20 Minuten-Logo 20 Minuten vor 6 Tagen Thomas Geiger
Ein böser Blick und deutlich mehr Leistung: Abarth hat den 500e aufgepeppt. © Fiat Ein böser Blick und deutlich mehr Leistung: Abarth hat den 500e aufgepeppt.

Der Fiat 500e bekommt überall gute Noten – nun bekommt der Musterschüler auch Muskeln und einen bösen Blick. 

Dröhnende Motoren, quietschende Reifen, hoher Puls: Abarth steht für Lust und Leidenschaft. Doch war der Stachel des Scorpions im Markenlogo bislang immer mit Super Plus getränkt, gibt es nun einen Stromschlag, wenn im Frühling der Abarth 500e auf die Strasse stürmt. Verfügbar als geschlossenes Modell und als Cabrio gibt es den elektrischen Wirbelwind zunächst in einer besonders gut ausgestatteten Launch-Edition, die Schweizer Preise dafür sind noch nicht bekannt.

Power-Upgrade

Neben einem Design wie aus dem Fitness-Studio, einem fies anmutenden Scheinwerfer-Design und Sitzen mit mehr Seitenhalt bietet der Abarth vor allem mehr Power unter der Haube.

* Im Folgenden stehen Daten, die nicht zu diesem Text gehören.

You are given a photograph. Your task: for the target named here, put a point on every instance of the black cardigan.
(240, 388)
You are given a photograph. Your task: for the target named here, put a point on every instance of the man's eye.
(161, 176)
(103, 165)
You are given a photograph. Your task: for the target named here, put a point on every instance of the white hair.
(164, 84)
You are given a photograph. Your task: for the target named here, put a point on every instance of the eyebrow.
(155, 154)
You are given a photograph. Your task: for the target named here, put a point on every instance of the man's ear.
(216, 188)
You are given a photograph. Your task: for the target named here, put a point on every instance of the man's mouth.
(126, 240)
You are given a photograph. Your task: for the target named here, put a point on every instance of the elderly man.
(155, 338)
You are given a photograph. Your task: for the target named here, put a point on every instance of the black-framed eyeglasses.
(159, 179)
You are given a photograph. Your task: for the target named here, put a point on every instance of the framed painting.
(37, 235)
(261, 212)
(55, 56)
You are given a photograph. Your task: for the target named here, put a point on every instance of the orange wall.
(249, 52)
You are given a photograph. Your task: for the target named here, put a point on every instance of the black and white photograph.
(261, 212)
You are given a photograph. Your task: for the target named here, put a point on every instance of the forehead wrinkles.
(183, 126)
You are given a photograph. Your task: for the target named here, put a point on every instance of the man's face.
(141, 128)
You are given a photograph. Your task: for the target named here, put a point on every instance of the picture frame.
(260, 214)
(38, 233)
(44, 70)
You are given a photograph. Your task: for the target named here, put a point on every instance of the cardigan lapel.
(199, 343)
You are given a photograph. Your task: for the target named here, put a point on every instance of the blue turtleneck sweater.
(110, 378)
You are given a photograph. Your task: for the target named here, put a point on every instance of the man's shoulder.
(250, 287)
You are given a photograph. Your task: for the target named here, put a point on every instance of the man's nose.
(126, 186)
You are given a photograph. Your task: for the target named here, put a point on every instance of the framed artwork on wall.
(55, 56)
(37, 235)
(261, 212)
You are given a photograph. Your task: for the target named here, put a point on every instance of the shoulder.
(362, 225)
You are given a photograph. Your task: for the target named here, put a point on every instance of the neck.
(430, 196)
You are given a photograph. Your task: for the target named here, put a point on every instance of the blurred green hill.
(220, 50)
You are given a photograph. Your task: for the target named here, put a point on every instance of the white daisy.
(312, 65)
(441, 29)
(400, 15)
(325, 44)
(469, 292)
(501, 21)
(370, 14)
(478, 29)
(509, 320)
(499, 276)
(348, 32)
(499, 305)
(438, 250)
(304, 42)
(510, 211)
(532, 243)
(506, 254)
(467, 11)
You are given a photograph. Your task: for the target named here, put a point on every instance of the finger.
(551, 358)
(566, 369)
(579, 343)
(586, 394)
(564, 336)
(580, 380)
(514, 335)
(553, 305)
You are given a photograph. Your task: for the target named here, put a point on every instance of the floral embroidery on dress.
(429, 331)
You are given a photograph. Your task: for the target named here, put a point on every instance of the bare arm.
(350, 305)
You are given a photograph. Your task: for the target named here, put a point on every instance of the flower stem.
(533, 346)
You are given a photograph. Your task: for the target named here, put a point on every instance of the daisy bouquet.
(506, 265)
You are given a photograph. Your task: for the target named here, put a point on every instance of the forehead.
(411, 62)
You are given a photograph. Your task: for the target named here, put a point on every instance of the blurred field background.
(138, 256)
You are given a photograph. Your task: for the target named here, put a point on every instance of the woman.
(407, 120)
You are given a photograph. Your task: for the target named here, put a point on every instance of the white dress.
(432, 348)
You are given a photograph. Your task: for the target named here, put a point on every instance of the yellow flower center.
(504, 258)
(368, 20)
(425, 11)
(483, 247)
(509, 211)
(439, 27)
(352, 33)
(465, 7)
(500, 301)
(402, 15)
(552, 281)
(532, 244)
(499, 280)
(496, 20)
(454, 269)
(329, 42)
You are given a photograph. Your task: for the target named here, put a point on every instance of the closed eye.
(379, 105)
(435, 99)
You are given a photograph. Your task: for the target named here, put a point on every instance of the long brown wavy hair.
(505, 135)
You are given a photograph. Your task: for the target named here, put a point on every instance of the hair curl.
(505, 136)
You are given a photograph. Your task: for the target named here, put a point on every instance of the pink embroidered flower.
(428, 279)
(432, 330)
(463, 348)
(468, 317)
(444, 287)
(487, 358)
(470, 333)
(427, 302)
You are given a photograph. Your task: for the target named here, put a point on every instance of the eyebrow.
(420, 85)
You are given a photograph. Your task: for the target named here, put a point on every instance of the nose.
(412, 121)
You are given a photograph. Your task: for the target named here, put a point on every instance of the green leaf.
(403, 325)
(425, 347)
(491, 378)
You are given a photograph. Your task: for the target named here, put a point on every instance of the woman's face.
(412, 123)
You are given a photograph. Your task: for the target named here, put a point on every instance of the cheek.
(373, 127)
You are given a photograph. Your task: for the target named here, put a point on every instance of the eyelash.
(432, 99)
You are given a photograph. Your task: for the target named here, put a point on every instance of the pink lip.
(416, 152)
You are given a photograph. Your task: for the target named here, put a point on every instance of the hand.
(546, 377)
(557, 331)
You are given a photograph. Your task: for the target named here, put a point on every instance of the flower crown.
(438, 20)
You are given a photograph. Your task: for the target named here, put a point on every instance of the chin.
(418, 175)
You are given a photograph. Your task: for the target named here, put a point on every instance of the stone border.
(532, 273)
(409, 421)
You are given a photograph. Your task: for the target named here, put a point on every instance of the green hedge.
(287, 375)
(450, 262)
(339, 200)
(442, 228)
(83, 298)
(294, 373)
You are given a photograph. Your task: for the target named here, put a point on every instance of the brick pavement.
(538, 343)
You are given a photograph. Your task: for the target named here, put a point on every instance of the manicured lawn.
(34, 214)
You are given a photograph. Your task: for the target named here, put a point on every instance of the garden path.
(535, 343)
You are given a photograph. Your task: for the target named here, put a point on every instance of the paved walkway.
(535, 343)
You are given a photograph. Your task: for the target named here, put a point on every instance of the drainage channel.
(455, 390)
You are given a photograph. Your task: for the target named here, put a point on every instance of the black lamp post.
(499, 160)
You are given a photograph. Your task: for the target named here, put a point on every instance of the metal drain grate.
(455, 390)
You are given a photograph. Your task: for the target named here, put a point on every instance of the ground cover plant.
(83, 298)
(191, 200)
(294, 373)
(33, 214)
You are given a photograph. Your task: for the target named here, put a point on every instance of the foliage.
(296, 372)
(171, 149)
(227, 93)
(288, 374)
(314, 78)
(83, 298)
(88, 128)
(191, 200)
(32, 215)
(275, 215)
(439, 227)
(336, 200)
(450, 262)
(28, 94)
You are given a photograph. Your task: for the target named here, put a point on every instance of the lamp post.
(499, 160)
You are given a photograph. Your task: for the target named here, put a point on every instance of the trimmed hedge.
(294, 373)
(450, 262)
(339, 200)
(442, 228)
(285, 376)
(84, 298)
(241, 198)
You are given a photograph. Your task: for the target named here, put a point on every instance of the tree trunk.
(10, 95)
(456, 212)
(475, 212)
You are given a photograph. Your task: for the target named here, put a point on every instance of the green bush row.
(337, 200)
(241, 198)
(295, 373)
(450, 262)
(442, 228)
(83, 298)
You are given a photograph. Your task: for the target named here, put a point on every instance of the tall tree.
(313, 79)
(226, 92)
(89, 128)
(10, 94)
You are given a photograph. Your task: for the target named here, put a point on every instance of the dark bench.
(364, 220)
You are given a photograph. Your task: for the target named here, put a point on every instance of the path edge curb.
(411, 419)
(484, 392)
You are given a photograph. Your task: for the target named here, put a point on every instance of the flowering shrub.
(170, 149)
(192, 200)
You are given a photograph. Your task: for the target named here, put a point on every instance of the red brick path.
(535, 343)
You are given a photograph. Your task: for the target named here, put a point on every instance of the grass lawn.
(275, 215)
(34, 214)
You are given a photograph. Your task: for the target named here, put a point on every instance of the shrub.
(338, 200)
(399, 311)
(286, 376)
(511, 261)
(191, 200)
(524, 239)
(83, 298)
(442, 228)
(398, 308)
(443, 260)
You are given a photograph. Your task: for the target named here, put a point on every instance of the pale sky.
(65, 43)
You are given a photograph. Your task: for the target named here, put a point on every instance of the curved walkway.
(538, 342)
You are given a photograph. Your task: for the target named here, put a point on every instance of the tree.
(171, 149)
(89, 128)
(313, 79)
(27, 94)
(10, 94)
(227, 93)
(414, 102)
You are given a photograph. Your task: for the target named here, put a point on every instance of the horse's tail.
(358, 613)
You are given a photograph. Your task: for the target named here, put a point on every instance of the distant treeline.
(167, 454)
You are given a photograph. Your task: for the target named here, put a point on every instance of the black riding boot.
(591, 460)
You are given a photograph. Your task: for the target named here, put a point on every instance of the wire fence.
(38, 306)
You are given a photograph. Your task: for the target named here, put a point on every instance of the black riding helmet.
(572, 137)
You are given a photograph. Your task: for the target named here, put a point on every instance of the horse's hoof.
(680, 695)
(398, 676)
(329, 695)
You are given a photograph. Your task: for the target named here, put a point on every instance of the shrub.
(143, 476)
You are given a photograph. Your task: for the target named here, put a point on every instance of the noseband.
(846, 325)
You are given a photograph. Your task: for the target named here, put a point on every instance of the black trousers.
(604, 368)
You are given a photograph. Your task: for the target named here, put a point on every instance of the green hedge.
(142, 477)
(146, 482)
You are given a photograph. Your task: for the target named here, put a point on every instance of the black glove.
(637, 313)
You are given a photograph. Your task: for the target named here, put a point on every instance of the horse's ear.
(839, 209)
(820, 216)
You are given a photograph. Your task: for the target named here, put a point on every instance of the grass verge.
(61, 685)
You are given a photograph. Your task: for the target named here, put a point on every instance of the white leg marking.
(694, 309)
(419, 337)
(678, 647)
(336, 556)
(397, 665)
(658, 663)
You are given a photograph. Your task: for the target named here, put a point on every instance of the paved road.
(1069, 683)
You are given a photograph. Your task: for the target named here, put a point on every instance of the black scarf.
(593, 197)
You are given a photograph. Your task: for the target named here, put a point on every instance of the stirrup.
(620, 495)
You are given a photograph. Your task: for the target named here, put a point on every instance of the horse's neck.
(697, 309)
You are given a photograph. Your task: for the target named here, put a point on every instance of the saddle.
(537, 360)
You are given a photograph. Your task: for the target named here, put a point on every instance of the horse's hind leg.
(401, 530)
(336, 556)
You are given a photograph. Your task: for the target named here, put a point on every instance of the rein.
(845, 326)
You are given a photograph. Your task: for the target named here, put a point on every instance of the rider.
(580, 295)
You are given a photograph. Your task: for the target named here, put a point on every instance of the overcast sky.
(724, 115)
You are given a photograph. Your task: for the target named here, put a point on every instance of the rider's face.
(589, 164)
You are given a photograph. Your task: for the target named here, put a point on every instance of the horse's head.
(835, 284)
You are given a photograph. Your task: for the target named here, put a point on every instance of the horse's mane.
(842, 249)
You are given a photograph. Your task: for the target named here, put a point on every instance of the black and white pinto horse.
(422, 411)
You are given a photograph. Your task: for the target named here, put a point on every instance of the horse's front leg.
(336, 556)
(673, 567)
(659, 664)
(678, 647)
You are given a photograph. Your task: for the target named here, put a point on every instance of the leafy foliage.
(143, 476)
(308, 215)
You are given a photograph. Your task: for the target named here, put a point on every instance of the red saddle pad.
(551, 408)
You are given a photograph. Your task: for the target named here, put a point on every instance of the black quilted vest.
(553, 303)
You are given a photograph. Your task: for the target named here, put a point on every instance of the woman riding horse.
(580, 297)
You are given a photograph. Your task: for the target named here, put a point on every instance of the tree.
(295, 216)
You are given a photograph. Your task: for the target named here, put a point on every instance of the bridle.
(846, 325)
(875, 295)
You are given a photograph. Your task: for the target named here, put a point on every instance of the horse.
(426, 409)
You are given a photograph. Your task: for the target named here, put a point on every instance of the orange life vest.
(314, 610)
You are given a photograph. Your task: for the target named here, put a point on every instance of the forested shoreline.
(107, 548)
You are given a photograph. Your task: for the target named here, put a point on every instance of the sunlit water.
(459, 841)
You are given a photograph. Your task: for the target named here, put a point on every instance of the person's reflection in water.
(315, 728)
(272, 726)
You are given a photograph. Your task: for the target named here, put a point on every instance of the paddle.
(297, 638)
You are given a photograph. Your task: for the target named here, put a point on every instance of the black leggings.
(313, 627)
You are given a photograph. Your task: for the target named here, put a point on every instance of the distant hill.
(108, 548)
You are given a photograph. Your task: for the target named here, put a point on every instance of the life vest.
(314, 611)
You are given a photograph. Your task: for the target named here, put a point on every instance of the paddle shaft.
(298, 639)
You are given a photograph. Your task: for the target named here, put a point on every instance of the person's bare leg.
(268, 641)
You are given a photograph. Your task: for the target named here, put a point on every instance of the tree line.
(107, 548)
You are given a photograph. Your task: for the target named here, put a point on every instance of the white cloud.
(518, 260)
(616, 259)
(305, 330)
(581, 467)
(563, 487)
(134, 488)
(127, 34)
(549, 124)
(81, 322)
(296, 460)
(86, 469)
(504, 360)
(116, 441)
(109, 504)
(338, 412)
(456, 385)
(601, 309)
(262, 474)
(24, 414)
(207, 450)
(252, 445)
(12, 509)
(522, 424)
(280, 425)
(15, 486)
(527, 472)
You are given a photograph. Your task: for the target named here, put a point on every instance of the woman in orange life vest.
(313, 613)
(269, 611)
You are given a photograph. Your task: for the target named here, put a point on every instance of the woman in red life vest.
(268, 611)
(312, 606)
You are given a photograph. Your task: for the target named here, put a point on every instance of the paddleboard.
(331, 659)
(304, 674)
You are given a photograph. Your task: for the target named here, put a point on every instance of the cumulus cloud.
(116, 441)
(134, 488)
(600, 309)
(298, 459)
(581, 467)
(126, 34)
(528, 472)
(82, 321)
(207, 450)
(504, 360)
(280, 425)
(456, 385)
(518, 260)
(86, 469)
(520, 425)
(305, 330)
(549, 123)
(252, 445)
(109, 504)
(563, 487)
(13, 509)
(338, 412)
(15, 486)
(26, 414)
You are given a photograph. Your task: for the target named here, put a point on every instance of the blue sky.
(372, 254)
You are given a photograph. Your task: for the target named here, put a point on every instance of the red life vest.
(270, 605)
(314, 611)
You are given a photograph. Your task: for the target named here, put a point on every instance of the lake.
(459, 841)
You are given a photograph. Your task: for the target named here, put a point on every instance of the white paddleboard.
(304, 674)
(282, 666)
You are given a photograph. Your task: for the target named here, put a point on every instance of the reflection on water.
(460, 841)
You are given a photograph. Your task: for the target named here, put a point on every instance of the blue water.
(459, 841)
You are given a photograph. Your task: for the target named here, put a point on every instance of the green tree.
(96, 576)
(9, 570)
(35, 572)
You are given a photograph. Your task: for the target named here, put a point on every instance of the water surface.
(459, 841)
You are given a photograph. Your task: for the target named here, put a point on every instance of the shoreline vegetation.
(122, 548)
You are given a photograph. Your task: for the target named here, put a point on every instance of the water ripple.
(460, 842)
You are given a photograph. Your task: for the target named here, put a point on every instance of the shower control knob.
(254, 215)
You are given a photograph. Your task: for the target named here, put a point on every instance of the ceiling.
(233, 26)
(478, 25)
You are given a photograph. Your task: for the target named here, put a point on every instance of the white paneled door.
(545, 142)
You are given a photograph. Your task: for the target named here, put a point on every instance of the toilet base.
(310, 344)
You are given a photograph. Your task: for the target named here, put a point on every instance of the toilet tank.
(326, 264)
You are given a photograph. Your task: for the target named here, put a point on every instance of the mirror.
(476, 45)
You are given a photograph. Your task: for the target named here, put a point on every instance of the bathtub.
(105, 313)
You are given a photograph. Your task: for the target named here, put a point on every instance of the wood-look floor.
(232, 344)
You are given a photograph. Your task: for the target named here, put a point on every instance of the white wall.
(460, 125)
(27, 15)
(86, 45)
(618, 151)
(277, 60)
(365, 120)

Denn wo bislang bei 87 kW/118 PS Schluss war, spendiert Abarth dem 500er eine Spitzenleistung von 113 kW/154 PS und hebt das maximale Drehmoment auf 235 Nm an. In der Stadt ist er damit flotter als jeder Verbrenner und mit einem Sprintwert von sieben Sekunden nimmt er dem braven 500e der Mutter-Marke bis Tempo 100 zwei volle Sekunden ab. Das sollte man aber nicht zu oft tun, wenn man die gut 300 Kilometer Normreichweite aus der 42-kWh-Batterie holen will. Und Laden macht bei maximal 85 kW nur eingeschränkt Spass.

Kein Fiepen und Surren

Abarth hat übrigens nicht nur am Antrieb und am Auftritt gearbeitet, sondern auch am Klang. Denn ein ikonischer Sound ist für Markenchef Olivier Francois fest in der DNA der Dynamiker verankert. Deshalb gibts für die offiziellen Warntöne kein nüchternes Fiepen oder Surren, sondern leidenschaftliche Gitarren-Riffs. Und wem das nicht genügt, der kann einen Soundgenerator bestellen und mit dem künstlichen Röhren heisser Benziner in seligen Erinnerungen an alte Zeiten schwelgen.

Die bemüht Francois auch, wenn er den Wechsel in die neue Welt erklären will. Denn alles, was Abarth seit den Gründertagen je angetrieben habe, sei das Streben nach mehr Performance – und das erfülle der Wechsel zur E-Mobilität mehr denn je. «Der 500e hat das bessere Handling, beschleunigt besser und macht mehr Spass. Kurz: Er ist mehr Abarth als je zuvor.» Und wer ihm das nicht glaubt, den schickt Francois auf den Rundkurs auf dem Testgelände in Balocco: Dort nimmt der elektrische Wirbelwind dem bisherigen Top-Modell 695 pro Runde eine glatte Sekunde ab.